Lo que si ocurre es que las ciudades más grandes suelen presentar una mayor proporción de sectores con alta productividad como servicios de consultoría, jurídicos y financieros. Por otro lado, es más probable que este tipo de ciudades constituyan núcleos o centros de servicios en los que se canalizan flujos comerciales, financieros y de otro tipo, que requieren la prestación de servicios de alto valor añadido.

Otro factor a tener en cuenta es el hecho de que la productividad de una persona aumente con el tamaño de la ciudad en la que vive y trabaja. Las estimaciones recientes de la OCDE sugieren que la productividad aumenta entre un 2% y un 5% cada vez que la población se duplica. Así se desprende de un estudio de la OCDE, en el que se analiza la productividad de ciudades de diferente tamaño en Alemania, México, España, Reino Unido y Estados Unidos.

Tamaño de la productividad por ciudades Fuente.
Tamaño de la población y productividad, por ciudades. Fuente.

Las ventajas de la aglomeración habitualmente provienen de las sinergias que tienen lugar dentro de ella. Así el hecho de que se compartan más recursos, de que haya un mayor ajuste o correspondencia entre recursos y beneficiarios de éstos o de la mayor capacidad para desarrollar un aprendizaje, por la mayor acumulación de conocimiento. Así lo explican Gilles Duranton y Diego Puga en este artículo publicado en 2004.

En las mayores concentraciones urbanas, las empresas se benefician del hecho de disponer de una mayor oferta de bienes públicos a escala local, así como recursos compartidos como laboratorios y universidades públicas, También para las empresas es más fácil que encunetren proveedores. Que respondan mejor a sus necesidades.

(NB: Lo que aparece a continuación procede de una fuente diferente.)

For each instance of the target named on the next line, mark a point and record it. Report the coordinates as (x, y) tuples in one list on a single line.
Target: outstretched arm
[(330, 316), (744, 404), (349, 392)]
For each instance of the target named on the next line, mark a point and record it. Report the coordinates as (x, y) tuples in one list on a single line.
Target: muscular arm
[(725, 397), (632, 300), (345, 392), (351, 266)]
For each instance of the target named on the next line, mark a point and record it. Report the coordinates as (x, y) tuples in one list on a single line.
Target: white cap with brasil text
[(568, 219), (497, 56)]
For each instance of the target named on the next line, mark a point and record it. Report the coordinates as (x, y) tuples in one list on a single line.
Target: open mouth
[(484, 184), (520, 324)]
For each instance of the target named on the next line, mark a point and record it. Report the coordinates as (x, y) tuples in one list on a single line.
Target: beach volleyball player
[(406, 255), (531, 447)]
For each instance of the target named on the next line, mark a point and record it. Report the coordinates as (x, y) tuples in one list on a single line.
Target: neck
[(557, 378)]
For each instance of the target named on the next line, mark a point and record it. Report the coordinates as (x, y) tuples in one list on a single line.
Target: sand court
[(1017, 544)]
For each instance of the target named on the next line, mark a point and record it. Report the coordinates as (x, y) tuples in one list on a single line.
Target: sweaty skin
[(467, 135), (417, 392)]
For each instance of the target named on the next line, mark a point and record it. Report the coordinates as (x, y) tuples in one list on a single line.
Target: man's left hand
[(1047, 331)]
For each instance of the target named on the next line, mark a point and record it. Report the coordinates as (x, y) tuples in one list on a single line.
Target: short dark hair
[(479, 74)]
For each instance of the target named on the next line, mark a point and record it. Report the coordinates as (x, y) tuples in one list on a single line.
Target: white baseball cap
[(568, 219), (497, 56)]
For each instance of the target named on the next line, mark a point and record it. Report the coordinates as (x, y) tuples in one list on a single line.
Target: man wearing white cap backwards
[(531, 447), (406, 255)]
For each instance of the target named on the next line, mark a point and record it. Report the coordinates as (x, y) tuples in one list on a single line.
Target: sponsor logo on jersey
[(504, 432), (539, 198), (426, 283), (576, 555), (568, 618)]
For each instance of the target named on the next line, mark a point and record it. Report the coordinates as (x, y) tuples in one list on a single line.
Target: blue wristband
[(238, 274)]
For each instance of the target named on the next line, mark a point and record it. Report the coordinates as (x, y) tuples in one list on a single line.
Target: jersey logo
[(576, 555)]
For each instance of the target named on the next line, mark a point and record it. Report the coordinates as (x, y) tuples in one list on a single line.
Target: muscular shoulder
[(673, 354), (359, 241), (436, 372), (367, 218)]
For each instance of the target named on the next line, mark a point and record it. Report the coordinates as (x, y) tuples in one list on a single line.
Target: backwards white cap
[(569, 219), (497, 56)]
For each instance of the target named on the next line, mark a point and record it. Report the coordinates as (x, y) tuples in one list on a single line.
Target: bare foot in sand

De igual modo el mayor tamaño del mercado laboral en estas ciudades hace posible un nivel de flexibidad mayor y una mejor correspondencia entre cualificación y puestos desempeñados. Además, la generación difusión y acumulación de conocimientos resulta más sencilla en las aglomeraciones de mayor tamaño, lo que facilita el acceso tanto a las tecnologías como a las cualificaciones necesarias para el desempeño de trabajos más productivos.

También se tiende a pensar que las ventajas de la aglomeración están relacionadas con el hecho de que los ciudadanos estén mejor conectados y que quizá provengan de unos niveles más elevados de capital basado en el conocimiento (activos intangibles) en las empresas ubicadas en ellas.

Pero además, estas ventajas de las aglomeraciones no nacen sólo del aumento de tamaño de la gran ciudad, sino también del crecimiento de las poblaciones que están en contacto con ella, las aglomeraciones vecinas. De este modo, cada vez que se duplica la población residente en concentraciones urbanas dentro de un radio de 300 km se calcula que la productividad de la ciudad situada en el centro aumenta entre un 1 y un 1,5%, según el citado estudio de la OCDE.

España
Relación entre productividad y tamaño de las ciudades españolas. Fuente.

Si bien en el caso de Estados Unidos parece claro que las ciudades más grandes son las más productivas, como puede observarse en el segundo de los gráficos, en el caso de España la tendencia global no se ve de manera tan clara al menos con las ciudades más grandes. Ocurre que algunas ciudades de tamaño medio se sitúan en buenas posiciones de productividad, lo que hace que Madrid y también Barcelona aparezcan más bajas de lo que cabría esperar para ciudades de su tamaño en otros países.

* Fuente: Además de las citadas, este estudio de la Comisión Europea.